Try and land a rocket or let an evolution algorithm do it for you.
-
Install pygame for Python 3
pip3 install pygame
-
Run main.py (using Python 3) from the appropriate directory
python3 main.py
-
Play the game or watch the evolution simulator!
I had been wanting to make a simple rocket simulation like this for a little while, but only recently got around to finishing it. Using previous pygame knowledge, it was not too difficult to get the single player mode to work. However, when it came to adding the learning aspect to the training mode, it was not as simple.
Originally, I had thought that an evolutionary algorithm would easily be able to tackle this problem. What I did not know at the time however, was that the fitness score given to each rocket in the generation was being calculated incorrectly, causing little-to-no progress even when the training session reached the 1000th generation.

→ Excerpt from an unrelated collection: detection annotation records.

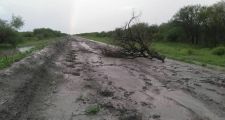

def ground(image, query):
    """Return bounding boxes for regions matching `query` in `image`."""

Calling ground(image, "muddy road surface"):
[0,37,225,120]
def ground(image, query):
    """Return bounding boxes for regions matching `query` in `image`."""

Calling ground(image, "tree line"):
[0,15,67,47]
[82,1,225,47]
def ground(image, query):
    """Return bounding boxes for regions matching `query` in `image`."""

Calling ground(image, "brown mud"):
[0,37,225,120]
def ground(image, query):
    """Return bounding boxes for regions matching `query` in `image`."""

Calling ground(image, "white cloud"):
[0,0,220,33]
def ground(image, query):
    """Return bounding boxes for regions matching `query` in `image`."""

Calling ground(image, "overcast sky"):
[0,0,220,34]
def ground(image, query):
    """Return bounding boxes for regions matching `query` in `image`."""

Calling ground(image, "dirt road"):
[0,37,225,120]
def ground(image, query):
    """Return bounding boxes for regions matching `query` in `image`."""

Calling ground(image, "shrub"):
[212,47,225,56]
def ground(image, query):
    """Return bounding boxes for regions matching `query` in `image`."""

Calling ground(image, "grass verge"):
[0,38,57,70]
[81,35,225,69]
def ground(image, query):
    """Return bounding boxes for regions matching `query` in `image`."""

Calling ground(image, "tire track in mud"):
[0,37,225,120]
[0,41,65,120]
[78,36,224,120]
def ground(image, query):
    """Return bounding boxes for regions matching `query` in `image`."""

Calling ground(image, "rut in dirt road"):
[0,37,225,120]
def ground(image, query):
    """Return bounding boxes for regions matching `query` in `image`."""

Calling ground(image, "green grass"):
[0,38,57,70]
[82,35,225,67]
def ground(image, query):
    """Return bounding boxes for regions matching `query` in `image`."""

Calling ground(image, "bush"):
[212,47,225,56]
[0,16,23,46]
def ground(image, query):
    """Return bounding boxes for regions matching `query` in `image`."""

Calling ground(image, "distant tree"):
[114,13,165,62]
[0,16,23,46]
[173,5,202,44]
[10,15,24,29]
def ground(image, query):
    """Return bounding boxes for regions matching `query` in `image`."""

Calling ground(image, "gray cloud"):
[0,0,220,33]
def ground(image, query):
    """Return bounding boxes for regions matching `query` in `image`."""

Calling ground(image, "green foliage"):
[10,15,24,29]
[0,16,23,47]
[212,47,225,56]
[155,1,225,47]
[85,105,101,115]
[0,51,31,69]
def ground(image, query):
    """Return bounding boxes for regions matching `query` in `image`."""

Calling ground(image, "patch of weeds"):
[85,105,101,115]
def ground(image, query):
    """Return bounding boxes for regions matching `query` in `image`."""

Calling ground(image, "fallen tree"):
[110,13,165,62]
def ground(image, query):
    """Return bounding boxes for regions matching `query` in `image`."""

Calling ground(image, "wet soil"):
[0,37,225,120]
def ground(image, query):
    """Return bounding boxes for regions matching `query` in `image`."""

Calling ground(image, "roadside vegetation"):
[80,1,225,67]
[0,16,66,69]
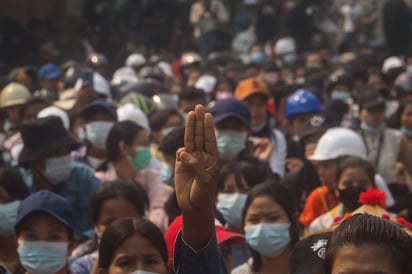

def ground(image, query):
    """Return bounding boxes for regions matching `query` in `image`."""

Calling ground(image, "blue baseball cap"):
[38,64,61,79]
[210,98,252,127]
[14,190,73,234]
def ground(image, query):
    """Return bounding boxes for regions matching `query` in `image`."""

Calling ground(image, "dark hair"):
[159,127,185,156]
[325,214,412,274]
[92,180,148,224]
[99,218,167,271]
[179,88,206,105]
[149,109,183,131]
[217,157,271,191]
[335,156,375,187]
[0,167,30,203]
[106,121,144,162]
[242,180,299,272]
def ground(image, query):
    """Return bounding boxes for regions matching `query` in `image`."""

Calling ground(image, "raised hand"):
[175,105,220,248]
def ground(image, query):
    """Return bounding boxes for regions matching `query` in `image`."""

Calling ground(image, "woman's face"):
[95,198,140,233]
[331,244,401,274]
[245,196,290,226]
[401,104,412,129]
[108,234,167,274]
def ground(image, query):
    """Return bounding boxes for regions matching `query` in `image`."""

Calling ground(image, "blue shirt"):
[173,231,229,274]
[24,161,100,235]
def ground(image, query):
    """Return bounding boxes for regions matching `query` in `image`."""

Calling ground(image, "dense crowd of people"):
[0,0,412,274]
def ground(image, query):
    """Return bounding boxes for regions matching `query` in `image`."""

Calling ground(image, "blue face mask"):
[360,122,385,133]
[401,127,412,137]
[250,51,265,64]
[130,147,152,170]
[331,90,352,101]
[17,240,69,274]
[216,129,247,161]
[245,223,290,257]
[216,193,247,227]
[44,155,72,185]
[0,201,20,237]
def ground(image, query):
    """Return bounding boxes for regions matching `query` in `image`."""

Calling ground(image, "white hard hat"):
[195,74,217,93]
[111,67,139,85]
[309,128,367,161]
[117,103,151,133]
[74,72,112,99]
[275,37,296,55]
[125,53,146,67]
[37,106,70,130]
[382,56,405,73]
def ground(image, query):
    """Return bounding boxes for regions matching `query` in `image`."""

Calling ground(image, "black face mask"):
[338,187,367,212]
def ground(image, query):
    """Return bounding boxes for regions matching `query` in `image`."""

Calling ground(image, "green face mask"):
[130,147,152,170]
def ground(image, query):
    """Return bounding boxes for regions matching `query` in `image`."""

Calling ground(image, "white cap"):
[74,72,112,99]
[382,56,405,73]
[37,106,70,130]
[111,67,139,85]
[125,53,146,67]
[309,127,367,161]
[117,103,151,133]
[195,74,217,93]
[275,37,296,55]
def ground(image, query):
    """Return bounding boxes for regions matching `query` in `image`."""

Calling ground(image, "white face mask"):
[44,155,72,185]
[86,121,113,150]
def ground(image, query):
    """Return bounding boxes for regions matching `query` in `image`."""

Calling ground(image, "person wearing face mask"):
[231,180,299,274]
[19,116,100,236]
[234,78,286,177]
[357,89,412,187]
[15,190,74,274]
[69,180,147,274]
[73,99,117,170]
[0,167,29,273]
[216,157,271,267]
[308,157,375,232]
[210,98,251,162]
[96,121,171,230]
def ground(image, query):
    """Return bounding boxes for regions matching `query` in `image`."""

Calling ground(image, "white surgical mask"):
[86,121,113,150]
[44,155,72,185]
[216,129,247,161]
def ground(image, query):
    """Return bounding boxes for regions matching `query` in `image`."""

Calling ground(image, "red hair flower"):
[358,187,386,208]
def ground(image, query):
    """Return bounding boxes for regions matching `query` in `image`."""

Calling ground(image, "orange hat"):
[234,78,270,100]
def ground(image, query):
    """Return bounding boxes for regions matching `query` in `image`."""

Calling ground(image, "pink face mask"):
[216,90,233,100]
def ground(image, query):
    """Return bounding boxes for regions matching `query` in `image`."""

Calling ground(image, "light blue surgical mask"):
[245,223,290,257]
[331,90,352,101]
[250,51,265,64]
[44,155,72,185]
[0,201,20,237]
[360,122,385,133]
[17,240,69,274]
[130,146,152,170]
[401,127,412,137]
[216,193,247,227]
[215,129,247,161]
[85,121,113,150]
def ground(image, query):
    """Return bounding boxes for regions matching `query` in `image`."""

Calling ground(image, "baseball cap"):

When little progress was made with this approach, I tried something similar to what is implemented in the pong repository. The rocket would watch how you play in single player mode and try and emulate your moves based on what position and speed it is going. However, I quickly realized that the user would have to play far to many games in order to notice any progress in the trainable rocket.
Finally, I tried a basic Q-Learning approach. The rocket would be given a reward if it did a certain action in a particular position that led it closer to the landing zone and decreased its speed. Likewise, the rocket would be given a punishment if an action did not benefit it in a certain position. The rocket was also given a varying epsilon value to allow it to explore early on, and each action would update a Q Table. However, I think one of the main problems with this was that the rocket had momentum, particularly in the horizontal direction. It's a little difficult to explain, but essentially actions committed by the rocket were sometimes not instantaneous (due to the momentum of the rocket) and therefore the Q Table was not always updated with the correct reward or punishment.
Eventually, I was able to see my simple mistake with the evolutionary algorithm (rather than giving the rocket a score on its current position, it was also based on its past position as well), and the rockets were making significant progress as the generations progressed.
Unlike most evolutionary algorithms, a rocket with a high score is worse than a rocket with a low score. I kept it this way to illustrate with the numbers how successful a rocket is. The score is based on the rocket's position relative to the landing zone, and its velocity. Therefore a rocket that is close to the landing zone and has a small speed is more likely to land safely.